The layoff program has grown since it was first introduced in May. The company now plans to fire three times as many staff. The amount that would likely be clawed back in annual operational expenses has increased from the 15% target in May to the 20% stated in the September 28 announcement.
The company’s problems have remained the same since May. The biotech company’s Friedreich ataxia medicine, vatiquinone, first suffered another setback. This happened when it was discovered that it was no more effective than a placebo at treating a rare seizure illness.
Long-term concerns were raised by a recent suggestion from the Committee for Medicinal Products for Human Use (CHMP). It is a committee of the European Medicines Agency (EMA). The regulator did not renew the marketing license for PTC’s DMD medication, Translarna.
The committee stressed that the first authorization was always conditional while additional data was being sought. A review of past and long-term data on the usage of the drug was unable to alleviate the committee’s worries about Translarna’s efficacy. A study requested in a subgroup of patients failed to prove a significant rise in patients’ ability to walk.

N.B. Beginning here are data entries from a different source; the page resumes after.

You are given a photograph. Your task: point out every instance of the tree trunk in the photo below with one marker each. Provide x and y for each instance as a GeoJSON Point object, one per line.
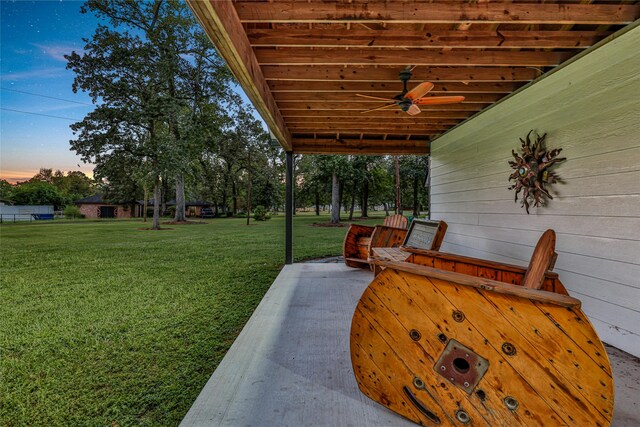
{"type": "Point", "coordinates": [365, 200]}
{"type": "Point", "coordinates": [353, 206]}
{"type": "Point", "coordinates": [225, 208]}
{"type": "Point", "coordinates": [144, 204]}
{"type": "Point", "coordinates": [180, 202]}
{"type": "Point", "coordinates": [416, 208]}
{"type": "Point", "coordinates": [249, 187]}
{"type": "Point", "coordinates": [234, 196]}
{"type": "Point", "coordinates": [163, 197]}
{"type": "Point", "coordinates": [335, 199]}
{"type": "Point", "coordinates": [156, 205]}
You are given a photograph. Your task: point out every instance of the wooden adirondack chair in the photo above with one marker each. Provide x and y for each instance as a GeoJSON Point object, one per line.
{"type": "Point", "coordinates": [361, 238]}
{"type": "Point", "coordinates": [444, 339]}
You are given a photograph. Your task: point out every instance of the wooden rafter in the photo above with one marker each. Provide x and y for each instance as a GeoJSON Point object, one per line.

As a result, PTC must consider the very serious prospect that the medicine will no longer be allowed to be sold in all E.U. member states. In the second quarter of 2023, Translarna generated $96.5 million for the business in all regions with prior approval. To discuss U.S. approval, the biotech was expecting a meeting with the FDA in the second half of this year.
PTC stated in a press release that it intends to ask the EMA committee for a reexamination.
Analysts at William Blair referred to the committee’s decision as “unfortunate and shocking.” Analysts “remain hopeful in PTC’s potential to revoke the CHMP opinion. This is due to its history of successfully revising with the EMA and vocal physician and patient advocacy groups,” they stated in a note on September 29.
As a result, PTC Therapeutics recently announced that it would be laying off 25% of its staff to save operational costs. PTC stated in a regulatory filing that it planned to finish its process by January 15 of the following year.
The business claimed that the cost-cutting initiatives would result in a 20 percent reduction in yearly operating expenses. This caused its shares to increase by nearly 3% in aftermarket trade. The company focuses on therapies with high unmet needs and assets. This is because they would generate a sizable return on investment, which coincides with a workforce reduction!